Assim, a questão do cuidado como valor jurídico é a base de inúmeras decisões judiciais, especialmente nas questões controvertidas, em que se procura priorizar noções como afetividade, solidariedade familiar e proteção às pessoas dos filhos, considerando, dentre outros, desenvolvimento, convivência, alimentos e pertencimento familiar.
Vale registrar, de igual modo, a definição trazida por Leonardo Boff sobre cuidado como algo “com dupla função: de prevenção dos danos futuros e de regeneração de danos passados”[26]. Assim, os atores jurídicos são chamados para atuarem em situações em que crianças e adolescentes estão sujeitos a terem seus direitos violados, prevenindo danos futuros, mas, muitas vezes, são acionados quando a violação já ocorreu, cabendo promover a regeneração dos danos do passado.
De forma paralela e, sem menos importância, a reformulação da estrutura familiar, ocorrida com o advento da Constituição de 1988, surgindo o conceito de família eudemonista, excluindo a família baseada exclusivamente pelo vínculo matrimonial e priorizando a organização familiar baseada no afeto, com a busca da realização plena de todos os membros que a integram, foi de extrema relevância nas relações paterno-filiais, interferindo diretamente na proteção infantil.
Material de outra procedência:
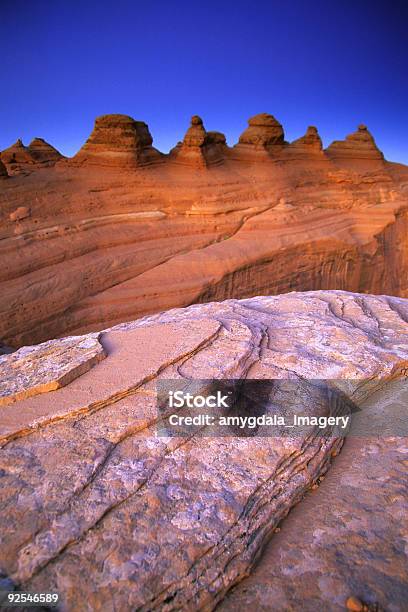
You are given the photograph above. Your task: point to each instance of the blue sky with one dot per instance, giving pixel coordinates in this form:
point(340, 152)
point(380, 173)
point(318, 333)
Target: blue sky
point(324, 63)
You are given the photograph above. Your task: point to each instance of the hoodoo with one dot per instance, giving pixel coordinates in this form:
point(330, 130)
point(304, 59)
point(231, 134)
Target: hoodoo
point(264, 134)
point(307, 146)
point(123, 237)
point(118, 140)
point(3, 170)
point(199, 147)
point(17, 158)
point(43, 153)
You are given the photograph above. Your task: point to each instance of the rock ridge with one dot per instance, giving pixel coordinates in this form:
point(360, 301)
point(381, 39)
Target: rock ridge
point(125, 519)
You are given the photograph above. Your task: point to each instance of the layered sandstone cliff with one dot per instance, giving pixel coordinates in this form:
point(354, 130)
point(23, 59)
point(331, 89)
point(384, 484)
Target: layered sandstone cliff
point(100, 509)
point(120, 230)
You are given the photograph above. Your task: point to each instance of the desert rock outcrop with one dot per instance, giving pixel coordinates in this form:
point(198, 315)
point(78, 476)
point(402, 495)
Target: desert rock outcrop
point(118, 140)
point(17, 158)
point(20, 159)
point(43, 153)
point(125, 519)
point(199, 147)
point(359, 145)
point(306, 146)
point(110, 238)
point(3, 170)
point(263, 134)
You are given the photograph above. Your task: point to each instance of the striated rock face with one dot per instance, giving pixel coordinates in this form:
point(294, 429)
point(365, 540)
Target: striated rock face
point(118, 140)
point(306, 146)
point(358, 146)
point(44, 153)
point(17, 154)
point(84, 248)
point(20, 159)
point(3, 170)
point(342, 539)
point(264, 133)
point(199, 147)
point(124, 519)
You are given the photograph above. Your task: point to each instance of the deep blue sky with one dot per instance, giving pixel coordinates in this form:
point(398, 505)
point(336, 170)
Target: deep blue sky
point(331, 63)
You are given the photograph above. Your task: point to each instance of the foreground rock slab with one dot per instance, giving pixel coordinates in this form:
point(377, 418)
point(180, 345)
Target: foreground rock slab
point(347, 538)
point(97, 507)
No que diz respeito aos titulares do dever de cuidado, deve-se realçar que primordialmente, compete aos pais e/ou responsáveis legais, a partir do exercício do poder familiar, a importante tarefa de zelar pela existência digna da criança. São eles, assim, os responsáveis diretos pelo cumprimento desse dever.[27]
Atualmente trabalha-se com o princípio da paternidade responsável (art. 226, §7º da CF), que determina aos pais os deveres de “sustento, guarda e educação dos filhos menores” (art. 22 do ECA), o que não pode ser feito de forma dissociada ao dever de cuidado.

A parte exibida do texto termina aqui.